I think this book makes a great read aloud for any preschooler.

The only caveat I have is the absence of the father in the book. I feel like this book is trying to be modern(the family does recycle after all), but the father is at home while the mom shops with 5 kids. Does that really happen anymore? My husband shops, cooks, and cleans just as much as I do-- and if I had 5 kids, I'd make sure I would have my husband around to help at the store. Also when the family is in the kitchen the dad is taking out the trash and the mom is baking- hmmm, a little too stereotypical for me. I don't want to scrutinize the book too much, because it's a great read (and nitpicking is no fun)...I just wish it was a little more in sync with the changing roles of the modern family.

Have you read this book? What did you think of it?

p.s. Reading aloud is one of THE BEST ways to make your child a reader. What have you read aloud to you child/students this week?

I'm linking up at Hope is the Word. Join the fun!

Be well! Read on!


  1. I do remember reading the book briefly in the library, because I was taken with the illustration style. Your points are well taken on the family dynamic.

    Treasure the cuddled-up reading opportunities.

  2. I'm happy to see you enjoyed Feast for 10. Now in it's 19th year, there are several things I'd like to "update." It's hard to believe, but when I first made this book, having a Dad take the baby in for her nap and help out in the kitchen was not as routine as it is (thankfully!) now. Even recycling was new then. I suggest you tell your child that in this story, it's the Mom's week to shop---next week is Dad's, who was home cleaning the house and doing the laundry while they were at the store! :o)
    Happy Reading!

  3. I'll have to grab that book! Sounds like a great read!

    I love Cathryn's follow up comment too! Great suggestion!! :)

    Wonderful blog, by the way! I'm a new follower!

  4. This is a wonderful book in many ways. The counting, the rhyming, the food, the social/family aspect... so many ways to do tie-in activities. Thanks for sharing!

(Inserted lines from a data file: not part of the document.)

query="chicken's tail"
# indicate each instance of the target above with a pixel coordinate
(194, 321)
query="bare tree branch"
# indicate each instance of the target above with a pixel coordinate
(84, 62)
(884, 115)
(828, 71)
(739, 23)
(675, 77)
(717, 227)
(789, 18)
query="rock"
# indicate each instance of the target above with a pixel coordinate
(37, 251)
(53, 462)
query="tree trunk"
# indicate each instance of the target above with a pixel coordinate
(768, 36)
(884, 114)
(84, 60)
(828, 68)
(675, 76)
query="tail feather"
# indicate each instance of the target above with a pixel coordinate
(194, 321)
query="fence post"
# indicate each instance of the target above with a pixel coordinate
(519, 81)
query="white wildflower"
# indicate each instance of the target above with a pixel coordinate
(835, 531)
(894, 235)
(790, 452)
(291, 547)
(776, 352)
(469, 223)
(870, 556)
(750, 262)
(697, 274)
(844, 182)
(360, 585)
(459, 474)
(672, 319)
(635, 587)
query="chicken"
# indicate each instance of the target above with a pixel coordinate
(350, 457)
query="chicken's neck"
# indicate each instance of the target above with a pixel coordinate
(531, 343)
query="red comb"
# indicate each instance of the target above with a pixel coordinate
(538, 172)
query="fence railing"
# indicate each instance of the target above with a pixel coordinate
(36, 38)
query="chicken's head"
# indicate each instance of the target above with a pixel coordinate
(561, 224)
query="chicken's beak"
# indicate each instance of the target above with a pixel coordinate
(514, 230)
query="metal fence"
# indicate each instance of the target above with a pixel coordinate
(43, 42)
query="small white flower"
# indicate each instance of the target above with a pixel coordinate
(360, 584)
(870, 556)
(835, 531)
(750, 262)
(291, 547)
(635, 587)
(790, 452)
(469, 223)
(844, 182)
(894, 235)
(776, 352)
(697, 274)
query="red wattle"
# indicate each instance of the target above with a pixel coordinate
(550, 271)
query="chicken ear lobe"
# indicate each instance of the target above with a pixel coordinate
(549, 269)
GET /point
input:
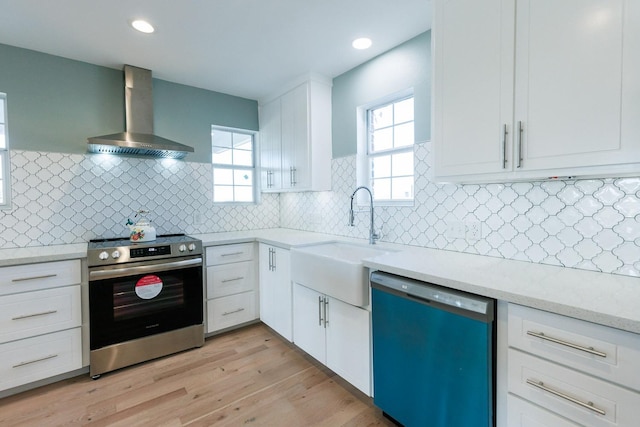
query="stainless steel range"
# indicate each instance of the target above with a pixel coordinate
(145, 300)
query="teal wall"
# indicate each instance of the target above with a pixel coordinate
(54, 104)
(403, 67)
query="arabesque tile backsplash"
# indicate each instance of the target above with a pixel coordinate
(591, 224)
(71, 198)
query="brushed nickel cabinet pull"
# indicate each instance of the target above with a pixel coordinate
(51, 356)
(520, 130)
(26, 316)
(24, 279)
(505, 134)
(326, 317)
(232, 253)
(232, 280)
(588, 405)
(226, 313)
(589, 350)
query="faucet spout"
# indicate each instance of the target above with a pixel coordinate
(373, 236)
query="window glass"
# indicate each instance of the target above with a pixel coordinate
(390, 139)
(233, 159)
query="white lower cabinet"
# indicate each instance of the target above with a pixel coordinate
(335, 333)
(40, 321)
(524, 414)
(275, 289)
(40, 357)
(231, 286)
(579, 371)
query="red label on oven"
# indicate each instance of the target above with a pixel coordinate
(149, 286)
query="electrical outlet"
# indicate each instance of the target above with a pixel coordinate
(474, 230)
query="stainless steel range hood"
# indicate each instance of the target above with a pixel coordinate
(139, 138)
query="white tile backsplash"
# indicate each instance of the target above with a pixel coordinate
(71, 198)
(591, 224)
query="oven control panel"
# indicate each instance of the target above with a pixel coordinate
(150, 251)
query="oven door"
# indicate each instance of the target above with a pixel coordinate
(141, 299)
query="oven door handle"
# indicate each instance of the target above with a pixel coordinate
(142, 269)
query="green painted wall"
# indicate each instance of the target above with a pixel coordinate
(54, 104)
(405, 66)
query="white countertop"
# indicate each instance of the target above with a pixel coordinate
(31, 254)
(603, 298)
(607, 299)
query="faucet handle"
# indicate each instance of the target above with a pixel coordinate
(378, 234)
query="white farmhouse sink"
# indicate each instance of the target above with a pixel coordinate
(335, 269)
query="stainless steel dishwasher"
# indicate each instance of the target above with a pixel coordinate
(433, 353)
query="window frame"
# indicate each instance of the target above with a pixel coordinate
(364, 157)
(5, 158)
(254, 168)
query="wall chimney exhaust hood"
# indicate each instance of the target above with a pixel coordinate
(139, 139)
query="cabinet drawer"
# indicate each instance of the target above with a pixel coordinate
(582, 398)
(35, 313)
(33, 359)
(230, 311)
(225, 254)
(228, 279)
(608, 353)
(31, 277)
(521, 413)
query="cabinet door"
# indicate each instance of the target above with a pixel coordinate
(569, 71)
(349, 343)
(308, 322)
(270, 131)
(275, 289)
(473, 86)
(295, 138)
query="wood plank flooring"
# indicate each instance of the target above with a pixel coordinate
(248, 377)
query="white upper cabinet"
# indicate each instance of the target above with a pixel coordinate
(534, 89)
(295, 141)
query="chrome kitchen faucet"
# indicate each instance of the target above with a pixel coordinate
(373, 235)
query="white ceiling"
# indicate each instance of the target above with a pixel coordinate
(247, 48)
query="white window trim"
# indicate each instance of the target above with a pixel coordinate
(255, 168)
(362, 156)
(5, 158)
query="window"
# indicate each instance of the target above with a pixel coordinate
(233, 158)
(4, 154)
(389, 160)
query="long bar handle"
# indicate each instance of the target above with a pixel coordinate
(326, 318)
(235, 279)
(24, 279)
(520, 131)
(51, 356)
(129, 271)
(505, 134)
(588, 405)
(589, 350)
(26, 316)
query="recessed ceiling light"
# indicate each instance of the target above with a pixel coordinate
(362, 43)
(143, 26)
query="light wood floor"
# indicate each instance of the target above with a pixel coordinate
(249, 377)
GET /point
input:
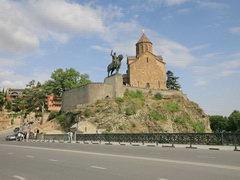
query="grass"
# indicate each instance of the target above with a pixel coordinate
(133, 94)
(158, 96)
(171, 106)
(157, 116)
(87, 113)
(180, 120)
(119, 100)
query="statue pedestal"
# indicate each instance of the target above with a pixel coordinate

  5. @ Debbie- Yes, I love the paper collage illustrations!

  6. Cathryn, Thanks for stopping by! I love your suggestions for updating the book. It's crazy that 1993 is almost 20 years ago! I think families have definitely changed a lot. I would say that 4/10 couples I know have stay-at-home dads- I'm sure that's different than the 90's. It's kinda neat to see dads so involved with child rearing.

    I love reading the story with my daughter, and it prompted her to say her first numbers- five and nine. It was very exciting!

    Thanks for authoring such a engaging book. :)

  7. Sarah, Glad to have you join in the fun! ;)

  8. Amanda, I agree- there are so many possibilities with this book. I love the food aspect too! Thanks for joining in the conversation!

  9. This is one we haven't read. In fact, I've never seen it but will look for it next time we are at the library. I'm lucky to have a husband that helps out quite a bit with the shopping, cooking and so on.

  10. I'm unfamiliar with this title, too, but I will definitely look for it! I know what you mean about board books, too, but with my one year old, they're a necessity. By the way, my dh does more housework than I do! :-)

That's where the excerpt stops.